While the highlight of his career to date was a nice beginning to his life in the NFL, Ivanov said he has much bigger goals than tallying preseason tackles.
"The Buccaneers, as I said, are my favorite team and my favorite defense because how tough this defense is out of the entire NFL," Ivanov said. "They're always trying to hit somebody. It's just a great experience for me. I want to keep playing football and if I do alright, try to make a practice squad next year in the same program, the International Practice Squad program. I hope it will be Tampa again, because next year we've got 32 players to send to NFL teams. I want to do my best so the team will want me here."
It remains to be seen whether or not Ivanov will land with the Bucs again come 2009, but Head Coach Jon Gruden is certainly proud of Ivanov and impressed with the program he's a part of.

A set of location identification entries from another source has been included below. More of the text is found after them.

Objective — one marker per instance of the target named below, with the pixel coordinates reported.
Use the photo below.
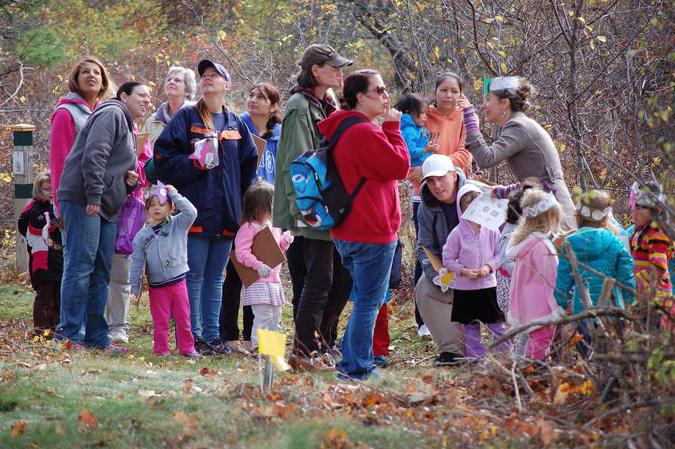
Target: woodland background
(605, 74)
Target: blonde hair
(40, 179)
(596, 200)
(545, 222)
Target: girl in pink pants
(161, 246)
(534, 276)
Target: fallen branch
(592, 313)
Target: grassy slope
(143, 401)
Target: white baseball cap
(437, 165)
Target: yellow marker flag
(273, 344)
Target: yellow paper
(280, 363)
(271, 343)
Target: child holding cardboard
(265, 295)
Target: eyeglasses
(380, 90)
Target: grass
(138, 400)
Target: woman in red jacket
(366, 239)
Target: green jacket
(299, 133)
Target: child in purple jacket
(471, 252)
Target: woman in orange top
(445, 124)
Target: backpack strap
(342, 127)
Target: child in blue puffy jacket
(413, 121)
(596, 247)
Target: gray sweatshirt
(164, 253)
(529, 151)
(95, 170)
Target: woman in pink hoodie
(471, 252)
(534, 277)
(88, 83)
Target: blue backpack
(320, 195)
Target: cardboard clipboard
(260, 144)
(266, 249)
(141, 140)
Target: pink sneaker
(114, 348)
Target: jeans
(295, 255)
(370, 267)
(88, 250)
(165, 302)
(207, 258)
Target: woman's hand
(415, 175)
(93, 209)
(392, 114)
(431, 147)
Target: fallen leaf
(547, 432)
(18, 428)
(87, 420)
(335, 439)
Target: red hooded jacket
(380, 156)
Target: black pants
(229, 308)
(47, 306)
(418, 266)
(321, 294)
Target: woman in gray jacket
(522, 142)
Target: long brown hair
(545, 222)
(274, 96)
(257, 201)
(106, 85)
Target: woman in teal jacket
(596, 247)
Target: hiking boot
(424, 332)
(447, 359)
(301, 364)
(202, 348)
(218, 348)
(381, 361)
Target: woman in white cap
(437, 216)
(522, 142)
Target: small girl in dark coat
(43, 239)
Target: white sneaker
(119, 338)
(423, 331)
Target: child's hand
(264, 271)
(288, 237)
(431, 147)
(469, 273)
(484, 271)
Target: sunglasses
(380, 90)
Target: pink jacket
(143, 157)
(533, 281)
(62, 137)
(468, 249)
(244, 240)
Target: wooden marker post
(22, 169)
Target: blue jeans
(88, 250)
(370, 267)
(207, 258)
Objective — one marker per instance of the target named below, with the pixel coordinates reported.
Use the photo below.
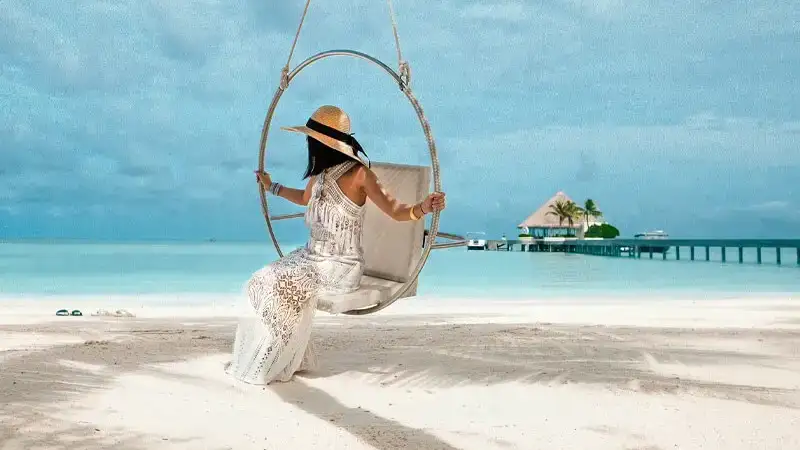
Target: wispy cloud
(146, 111)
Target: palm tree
(565, 210)
(590, 210)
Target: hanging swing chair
(394, 252)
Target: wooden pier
(666, 248)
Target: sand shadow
(622, 358)
(371, 428)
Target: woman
(272, 340)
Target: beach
(423, 374)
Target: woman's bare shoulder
(363, 174)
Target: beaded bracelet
(274, 188)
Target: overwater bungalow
(542, 225)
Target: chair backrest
(392, 249)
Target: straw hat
(331, 126)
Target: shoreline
(719, 375)
(742, 311)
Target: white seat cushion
(391, 249)
(373, 291)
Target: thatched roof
(540, 218)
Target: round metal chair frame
(433, 232)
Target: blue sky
(141, 119)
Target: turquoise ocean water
(208, 268)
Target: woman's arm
(392, 207)
(296, 196)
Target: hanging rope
(285, 70)
(403, 68)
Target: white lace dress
(273, 337)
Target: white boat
(476, 241)
(654, 236)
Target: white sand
(425, 374)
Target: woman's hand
(264, 179)
(433, 202)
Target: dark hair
(321, 157)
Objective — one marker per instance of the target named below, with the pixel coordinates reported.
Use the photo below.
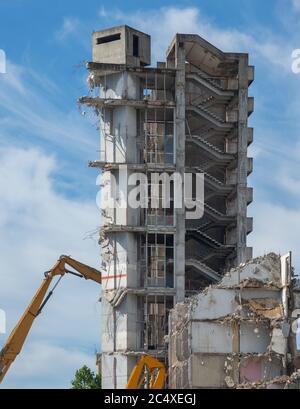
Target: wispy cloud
(70, 26)
(296, 4)
(163, 23)
(36, 226)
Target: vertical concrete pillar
(242, 159)
(180, 168)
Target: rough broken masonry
(185, 291)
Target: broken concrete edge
(269, 274)
(265, 383)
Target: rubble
(238, 333)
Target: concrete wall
(235, 334)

"I think it's a great thing to let people from a foreign country participate," Gruden said. "You would think they might do it at the college level or at a different level – this is tough sledding, man. But he's got great coaching in Raheem Morris. He's a great kid and he's going to have a hell of an experience here."
For a native-born Russian who didn't play much football growing up, the chance to prove himself on the national level in the NFL International Practice Squad program is an amazing opportunity to prove himself, and his country, on the most elite of levels – even if he can't find the superlatives to describe it.
"I think it's a great thing," Ivanov said. "I never played in high school, I never played in college, I just started playing football when I was 15 years old. Now, here I am representing my country and representing myself. I can prove to everybody that Russians can play. Not only Americans can play American football; Russians can play, all Europeans can play American football. It's my main mission for me, so I try to prove to everybody that we can play and that the Russians don't give up."